Isn’t it a perfect story of a woman left behind? They adore the successful ones and are ignorant about woman like Savitri. May be because they turn blind eye to them or doesn’t specify them as special to be noticed or just that –to be respected, be successful.
"It is a time when one's spirit is subdued and sad, one knows not why; when the past seems a storm-swept desolation, life a vanity and a burden, and the future but a way to death."- Mark Twain.
A Woman, a mother, a no one…
They say mother’s love is deeper than ocean, bigger than sky, beautiful than a fascinating scenery, cooler than the shade of trees and sacred than any other shrine. Too short a definition on the eternal motherhood. Woman is a creation that has been inherent with mother’s love right from the day she is born.
Persisting on the International Women’s Week, we discuss on, Why they talk so much about mother’s love and not son’s love? Why her love is always far heavier than that of her son’s? It’s seldom heard that a mother has kicked the son out of house but it’s common to see a son pushing her out of shelter specially when she grows old.
This is about one such lady who is an accurate image of that mother whose love is a contrast to her son’s and who could choose to spend her life in an oldage home but wouldn’t want the son to go roofless.
“I have always been my own bread earner by ironing clothes and cooking food in houses of my locality. I didn’t want to become a dependent widow on my son and daughter-in-law,” sobs Ishwari Devi Panjwani, 65, a resident of Bajaj Colony and now Sanjeevani Vriddhashram.

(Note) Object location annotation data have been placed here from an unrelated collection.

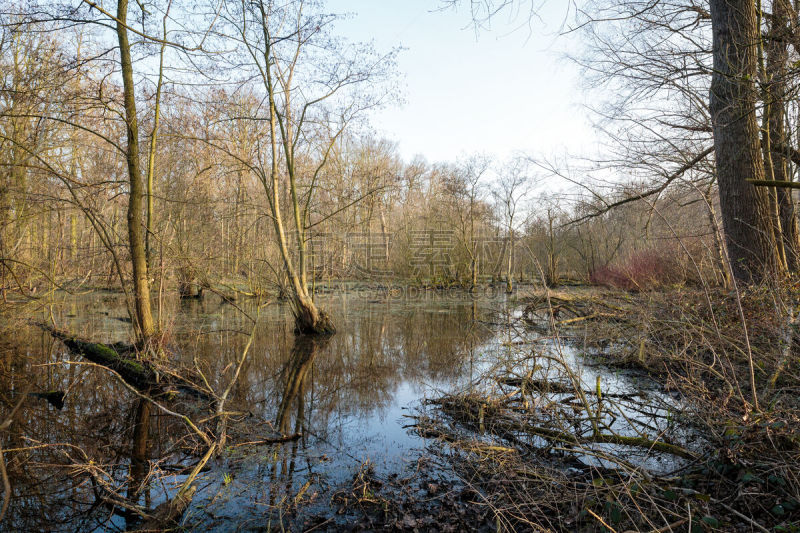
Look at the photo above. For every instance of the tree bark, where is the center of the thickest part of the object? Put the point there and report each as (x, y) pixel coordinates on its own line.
(749, 232)
(145, 327)
(777, 57)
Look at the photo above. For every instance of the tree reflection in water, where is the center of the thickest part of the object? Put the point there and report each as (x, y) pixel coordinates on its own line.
(107, 453)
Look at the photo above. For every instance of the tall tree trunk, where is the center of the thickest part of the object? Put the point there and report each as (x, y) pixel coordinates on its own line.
(510, 264)
(777, 57)
(141, 284)
(749, 232)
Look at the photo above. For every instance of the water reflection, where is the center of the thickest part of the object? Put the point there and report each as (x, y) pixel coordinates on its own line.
(346, 395)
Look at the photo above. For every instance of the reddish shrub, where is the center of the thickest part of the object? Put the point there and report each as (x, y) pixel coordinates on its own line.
(641, 270)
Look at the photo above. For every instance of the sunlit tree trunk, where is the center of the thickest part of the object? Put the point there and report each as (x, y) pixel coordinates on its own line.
(777, 57)
(145, 327)
(745, 210)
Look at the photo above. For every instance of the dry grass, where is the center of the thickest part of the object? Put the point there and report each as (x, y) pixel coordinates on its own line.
(717, 450)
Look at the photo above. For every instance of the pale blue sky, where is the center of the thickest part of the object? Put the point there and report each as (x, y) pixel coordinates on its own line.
(498, 92)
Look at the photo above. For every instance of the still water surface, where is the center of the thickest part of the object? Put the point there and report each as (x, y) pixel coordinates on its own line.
(349, 397)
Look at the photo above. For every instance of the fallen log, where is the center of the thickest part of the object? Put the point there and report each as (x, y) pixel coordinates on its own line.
(142, 375)
(137, 373)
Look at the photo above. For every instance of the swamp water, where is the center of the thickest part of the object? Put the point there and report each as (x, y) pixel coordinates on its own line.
(350, 397)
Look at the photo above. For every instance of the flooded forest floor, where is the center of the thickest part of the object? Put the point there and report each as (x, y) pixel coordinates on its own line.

Ishwari sought for shelter here on January 28 this year and is a mother to one son and grandmother of four grandsons. It questioned her safety when Ramesh Panjwani (son) and Meena Panjwani (daughter-in-law) constantly pressurised her to register the two-storied house on their name. The old lady could sense the insecurity, that once the house is their, her harsh family members wouldn’t let her in. “So I decided to stay at Radhaswamy Ashram for a while,” she shares. But they continued calling and visiting her that brought her to Sanjeevani oldage with a prospect of permanent shelter and security.
Mothers slog all through their life for family’s happiness with a tender hope that she would just relax in her armchair and read stories to her grandchildren. For woman like Ishwari Devi, such thought couldn’t be more than a fiction. But see the vastness of mother’s love, Ishwari Devi refused to file a case against her children because they would be left roofless after case goes in her favour. So, she forced herself to live in the oldage home. “No one would be happy in a place like this but I do seva here and help them cooking and gardening,” she says pretending to be happy.
Indian constitution says, you have the right to raise your voice against exploitation. No one can force you to do the thing you don’t want to, no one can perform an act on you that you deny to subsist. But women in our country are more or less forced to perform such acts, willingly or unwillingly. Here comes the question for Ishwari Devi, should a woman fight for her rights or save her children? Well ofcourse the latter one. Yes, the son calls her often but only to threaten for the house. He’s least bothered about what picture is he portraying of himself before his sons, regardless that the same situation could gear in reverse order from his sons’ part too that would leave him shattered!
Concludes Ishwari, “something is always better than nothing, so I am trying to settle in here.” She shares her story with none, but cries whenever she recalls what life has brought to her.
Hard fact is that women like her choose to continue living their life in exile, “she could solve her problem within a few days only if she agrees to disperse her son out of the house, the house that is her,” says the caretaker of Sanjeevani Vriddhashram. As an owner of the house she would have done this long before but the vastness of motherhood says, ‘I would have if I could have-only if it woudn’t be my son’.